In a shared memory environment, it is up to the programmer to ensure that only a single process/thread operates on a piece of memory at a time. That is, some process is designated as it and has responsibility for doing the right thing on that memory area. Not so much in Erlang: One process can't by design rummage in other processes memory areas and you must copy values to other processes. This is tremendously powerful when we consider robustness of programs, but not so much if we consider the speed by which the program executes.
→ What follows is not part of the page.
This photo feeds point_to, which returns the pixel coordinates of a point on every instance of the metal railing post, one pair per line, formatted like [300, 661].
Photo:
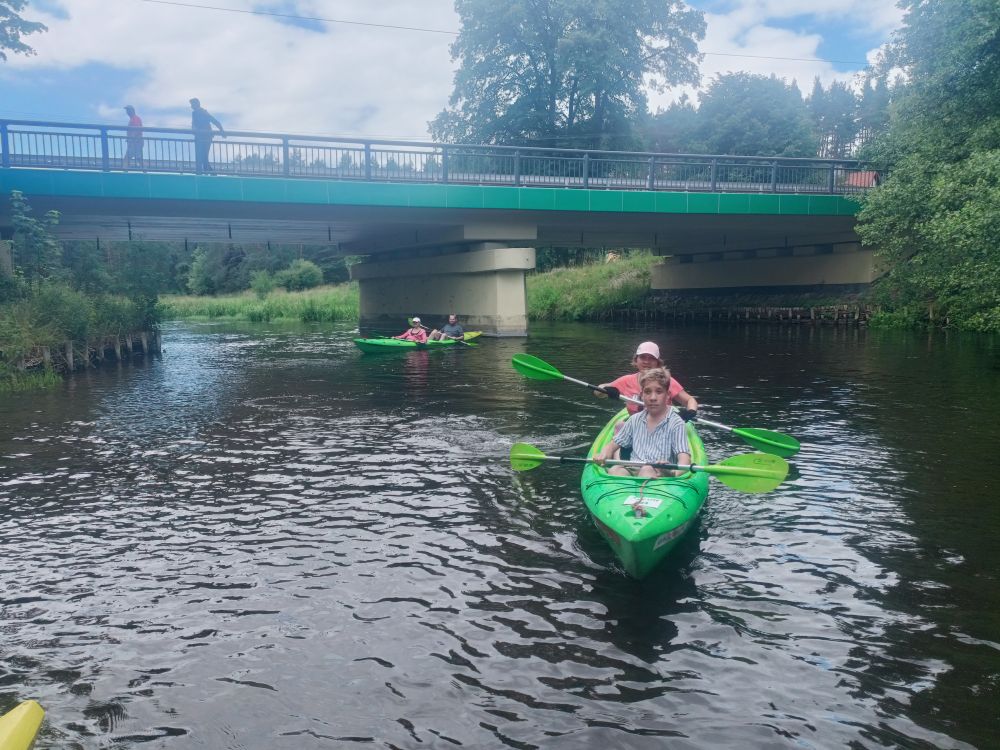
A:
[4, 146]
[105, 152]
On the other hand, if we want a distributed environment of multiple computers, copying reigns king and is the only way to transfer data between machines.
Amdahl's law comes into play because parts of your program may be impossible to spread out over multiple cores. There are some problems which are inherently serial in nature: You have no hope of ever speeding them up. Usually they are iterative where each new iteration is dependent on the former and you can't make a guess at the new one.